I agree that a portion of the fanbase might not take it well – I might not have once upon a time either, but I think that has changed with maturity, and perhaps it is experiencing more of those plots that teaches you to appreciate them. If the Exarch had died it would be sad but in a bittersweet way and he was, ultimately, an old man who had lived through a lot and seen all his lifelong goals come to fruition, and somehow the story needed to resolve the fact that he was immortal and that was made out to be an undesirable thing in the long term.
I've said before – I think he should have truly died there even if they still wanted us to wake young G'raha up afterwards. Make him a separate character and not a continuation of the Exarch. Pass along his memories, but not his soul.
I do think the writers are spooked by the thought that some of the fandom might be "sad" if characters die. I recall them implying in an interview that they had considered another ending for 5.3 but wanted to give us a happy one since the real world had been rather miserable of late with the pandemic and everything. Though oddly, contradictorily, the sadder ending might have been the more enjoyable one for me.
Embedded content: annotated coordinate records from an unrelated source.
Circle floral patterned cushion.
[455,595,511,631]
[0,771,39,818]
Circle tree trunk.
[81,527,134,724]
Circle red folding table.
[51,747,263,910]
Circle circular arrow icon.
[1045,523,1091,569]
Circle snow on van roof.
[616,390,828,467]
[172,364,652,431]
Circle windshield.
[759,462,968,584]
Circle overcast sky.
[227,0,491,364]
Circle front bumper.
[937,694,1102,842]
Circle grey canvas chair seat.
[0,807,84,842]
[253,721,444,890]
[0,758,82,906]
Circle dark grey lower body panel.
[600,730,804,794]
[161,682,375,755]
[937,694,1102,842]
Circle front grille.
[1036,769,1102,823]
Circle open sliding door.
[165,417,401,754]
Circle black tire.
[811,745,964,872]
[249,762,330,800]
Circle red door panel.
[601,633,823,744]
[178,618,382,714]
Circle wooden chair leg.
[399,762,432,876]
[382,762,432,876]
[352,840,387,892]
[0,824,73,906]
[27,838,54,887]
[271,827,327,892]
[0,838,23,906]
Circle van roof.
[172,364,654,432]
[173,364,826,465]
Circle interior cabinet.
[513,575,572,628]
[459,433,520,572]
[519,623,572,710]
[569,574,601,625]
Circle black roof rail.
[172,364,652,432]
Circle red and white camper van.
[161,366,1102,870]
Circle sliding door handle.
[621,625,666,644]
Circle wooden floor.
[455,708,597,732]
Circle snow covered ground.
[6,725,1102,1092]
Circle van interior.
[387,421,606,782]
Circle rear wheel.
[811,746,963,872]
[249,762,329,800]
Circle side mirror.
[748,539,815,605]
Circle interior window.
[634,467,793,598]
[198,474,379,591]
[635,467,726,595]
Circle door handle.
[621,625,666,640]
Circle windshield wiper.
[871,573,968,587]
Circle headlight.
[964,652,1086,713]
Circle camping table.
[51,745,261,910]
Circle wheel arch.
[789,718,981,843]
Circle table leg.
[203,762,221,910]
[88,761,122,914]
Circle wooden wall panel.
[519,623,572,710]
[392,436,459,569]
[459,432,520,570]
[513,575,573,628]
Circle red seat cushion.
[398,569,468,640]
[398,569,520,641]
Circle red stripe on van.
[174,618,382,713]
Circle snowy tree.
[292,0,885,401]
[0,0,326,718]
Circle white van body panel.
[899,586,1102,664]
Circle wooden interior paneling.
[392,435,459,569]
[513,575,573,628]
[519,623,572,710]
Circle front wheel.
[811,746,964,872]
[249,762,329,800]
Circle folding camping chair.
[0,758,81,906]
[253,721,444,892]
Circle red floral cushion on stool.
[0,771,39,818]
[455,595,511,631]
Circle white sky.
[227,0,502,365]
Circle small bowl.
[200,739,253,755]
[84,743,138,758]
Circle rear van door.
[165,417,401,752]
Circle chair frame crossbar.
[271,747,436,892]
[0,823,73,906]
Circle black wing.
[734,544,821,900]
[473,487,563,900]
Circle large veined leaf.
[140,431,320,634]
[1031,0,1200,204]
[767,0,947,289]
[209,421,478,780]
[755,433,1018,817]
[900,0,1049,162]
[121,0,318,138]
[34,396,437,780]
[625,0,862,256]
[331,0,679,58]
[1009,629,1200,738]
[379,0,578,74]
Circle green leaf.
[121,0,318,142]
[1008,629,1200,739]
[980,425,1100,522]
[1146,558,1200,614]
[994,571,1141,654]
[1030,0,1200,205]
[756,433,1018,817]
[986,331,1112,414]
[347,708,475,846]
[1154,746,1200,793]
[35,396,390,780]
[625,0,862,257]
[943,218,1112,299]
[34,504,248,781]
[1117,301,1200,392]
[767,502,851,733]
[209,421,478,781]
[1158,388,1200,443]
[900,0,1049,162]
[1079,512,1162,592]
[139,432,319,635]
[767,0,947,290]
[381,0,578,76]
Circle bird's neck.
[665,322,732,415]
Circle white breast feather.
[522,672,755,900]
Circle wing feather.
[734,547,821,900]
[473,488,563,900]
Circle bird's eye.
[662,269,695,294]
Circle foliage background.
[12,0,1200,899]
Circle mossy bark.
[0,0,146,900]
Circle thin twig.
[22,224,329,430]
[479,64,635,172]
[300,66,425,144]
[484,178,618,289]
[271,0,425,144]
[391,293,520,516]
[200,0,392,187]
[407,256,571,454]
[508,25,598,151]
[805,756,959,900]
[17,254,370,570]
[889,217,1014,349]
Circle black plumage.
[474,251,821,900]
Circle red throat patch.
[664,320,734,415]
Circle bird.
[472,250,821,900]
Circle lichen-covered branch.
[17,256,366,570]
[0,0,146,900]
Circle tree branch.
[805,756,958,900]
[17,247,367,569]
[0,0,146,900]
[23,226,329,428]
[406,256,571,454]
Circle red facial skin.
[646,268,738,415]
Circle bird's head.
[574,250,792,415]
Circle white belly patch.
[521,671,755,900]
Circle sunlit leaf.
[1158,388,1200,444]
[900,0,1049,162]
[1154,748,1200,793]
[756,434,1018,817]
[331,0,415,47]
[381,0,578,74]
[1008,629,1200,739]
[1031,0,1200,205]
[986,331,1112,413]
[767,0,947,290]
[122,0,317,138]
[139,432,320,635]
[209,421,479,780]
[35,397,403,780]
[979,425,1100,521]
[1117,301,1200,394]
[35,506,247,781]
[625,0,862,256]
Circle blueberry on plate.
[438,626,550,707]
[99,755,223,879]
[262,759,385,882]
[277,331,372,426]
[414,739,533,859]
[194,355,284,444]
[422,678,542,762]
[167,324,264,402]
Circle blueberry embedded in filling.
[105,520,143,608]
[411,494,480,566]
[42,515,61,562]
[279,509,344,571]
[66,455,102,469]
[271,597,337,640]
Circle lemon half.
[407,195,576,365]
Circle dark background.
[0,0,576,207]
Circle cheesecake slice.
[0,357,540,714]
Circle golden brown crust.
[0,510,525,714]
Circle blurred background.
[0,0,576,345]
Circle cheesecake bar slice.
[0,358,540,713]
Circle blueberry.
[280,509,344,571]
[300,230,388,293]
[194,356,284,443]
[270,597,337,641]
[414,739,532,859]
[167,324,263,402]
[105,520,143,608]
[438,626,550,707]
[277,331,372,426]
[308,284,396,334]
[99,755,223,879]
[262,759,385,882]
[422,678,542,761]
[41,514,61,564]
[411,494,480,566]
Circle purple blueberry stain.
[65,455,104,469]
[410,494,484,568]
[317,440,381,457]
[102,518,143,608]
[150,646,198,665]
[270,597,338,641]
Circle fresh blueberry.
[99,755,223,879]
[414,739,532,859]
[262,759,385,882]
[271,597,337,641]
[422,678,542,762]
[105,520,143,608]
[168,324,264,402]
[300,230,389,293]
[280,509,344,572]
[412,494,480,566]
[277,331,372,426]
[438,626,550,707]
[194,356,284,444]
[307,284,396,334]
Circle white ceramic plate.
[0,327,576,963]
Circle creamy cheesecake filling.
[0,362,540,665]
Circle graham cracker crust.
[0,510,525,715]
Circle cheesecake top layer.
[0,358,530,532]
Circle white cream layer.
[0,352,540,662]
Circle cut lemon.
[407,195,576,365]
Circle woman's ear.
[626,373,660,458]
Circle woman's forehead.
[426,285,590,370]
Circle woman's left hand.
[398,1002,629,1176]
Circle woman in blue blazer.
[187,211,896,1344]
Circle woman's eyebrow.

All that said, there aren't any points in Endwalker's narrative as it stands that feel like any one person should have rightfully died. I think for what was going on in Ultima it really has to be all of them or none of them surviving in the end, not just one somehow arbitrarily failing to reconstitute. Though instead we get Hades and Hyth at long last getting the voluntary "return to the star" that their race views as a good death at the end of achieving their goals.
Yep, I'd say Thancred is probably the most tolerable one to me - his looks don't hurt, either. Followed by Estinien and sometimes Urianger and Y'shtola (mainly during SHB tbh... she at least made an effort to understand Emet-Selch.) But there's not one of them I'd be particularly sad to see die at this point... though that is with the caveat of whatever were to replace them being better.